Jumat, 26 Desember 2008

Indah Pada Waktunya


Rasanya akhir-akhir ini tema khotbah di gereja maupun di misa penerimaan rapor di sekolah anak tercinta, bahkan hingga saat ceramah psikologi mengenai peneguhan kepada anak agar tidak terjerumus ke dalam kehidupan sex bebas dan narkoba, mengambil tema “Indah Pada Waktunya”.

Saya bertanya-tanya, apakah ini ada hubungannya dengan kondisi ekonomi yang terjadi akhir-akhir ini ? untuk mengajarkan kita agar dapat menerima ? agar lebih lapang dada ? Atau semakin “keringnya” hubungan antar manusia ?

Mungkin ya atau mungkin juga tidak.

Seringkali ketika saat “indah pada waktunya” terjadi dalam kehidupan kita, momen itu tidak dapat ditangkap dengan “kasat mata”.

Seringkali pula kita tak mampu menunggu saat “indah pada waktunya” datang dalam kehidupan kita.

“Indah Pada Waktunya” seringkali Indah bagi Tuhan tetapi tidak Indah bagi kita, manusia.

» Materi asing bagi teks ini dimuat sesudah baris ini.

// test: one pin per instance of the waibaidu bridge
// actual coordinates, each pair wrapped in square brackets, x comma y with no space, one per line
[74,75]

Tepat pada waktu Tuhan tetapi tidak tepat bagi kita, manusia.

Sebagai manusia, seringkali peristiwa “indah pada waktunya” baru terasa Indah ketika saya berada dalam kesendirian saya, ketika saya melihat kembali kehidupan saya dalam warna hitam-putih.

Pada saat itulah, saya seringkali berandai-andai, jika Tuhan memberikan saat itu lebih cepat, mungkin saya tidak akan menjadi seperti sekarang ini atau mungkin saya menjadi sombong dan merasa bahwa semua dapat terlaksana bukan tanpa bantuan Tuhan.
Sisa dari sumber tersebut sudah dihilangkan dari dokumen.